Nevill: One thing we learned through our ECHO is that caregivers need to be empowered, particularly those of young children who are newly identified with a global developmental delay – they know their child best and they know what their family’s priorities need to be. As such, families are their child’s best advocates for the right services, supports and goals. As families face the potential of losing services again, or experiencing a change or reduction in services due to the ongoing pandemic, honing in on the supports that target your biggest priorities for your child is crucial – whether that be their safety, communication goals or managing anxiety associated with major changes like masking mandates or hybrid/virtual school.

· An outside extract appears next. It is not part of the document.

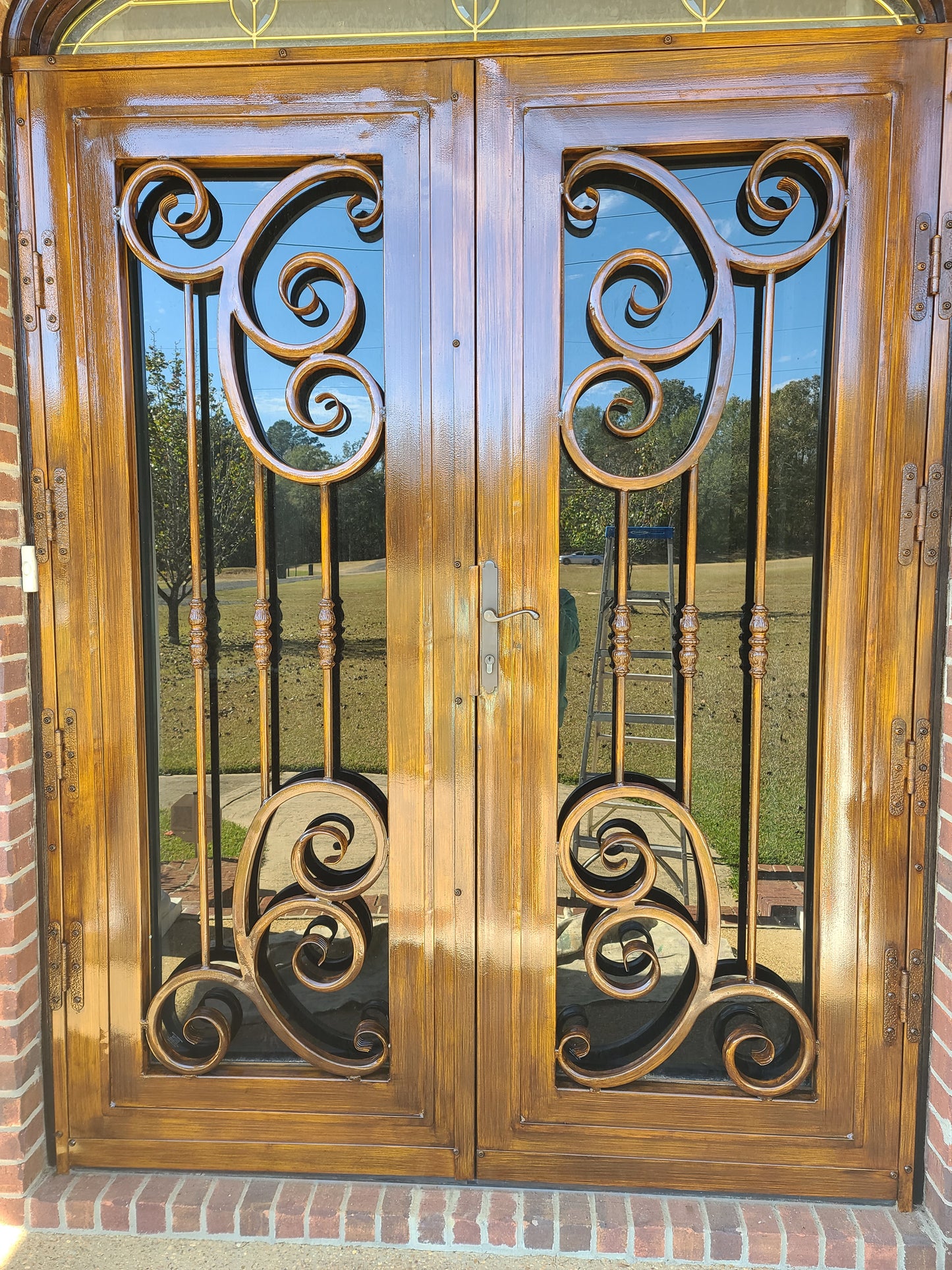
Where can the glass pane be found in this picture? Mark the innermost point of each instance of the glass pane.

Secondly, something positive that has come out of the pandemic is that many families and professionals have started to make a lot of really great resources available online or for free to help families cope during these prolonged shutdowns. Our team is working to make an easily accessible database of resources that includes online, free resources related to a wide range of topics. Although this database has an autism focus, many of the resources are also applicable for children (and adults) with broader global developmental delays.

Q. How do you hope to build off the work you’ve done? What’s the next step?

Nevill: We’ve already presented some of our preliminary findings at international conferences and next plan to write these results up for publication, so that this model can be used with caregivers of children with global developmental delays more broadly. We are also exploring how to use the ECHO model to support people with autism and related global developmental delays in other contexts, such as inpatient psychiatric hospitals, community mental health clinics and early intervention settings.

Q. Is there anything else you’d like to add?

Lovette: The past 17 months of this pandemic have been incredibly difficult for all families – especially those with children identified with global developmental delays. We see you, caregivers, and we want you to know that you are definitely not alone.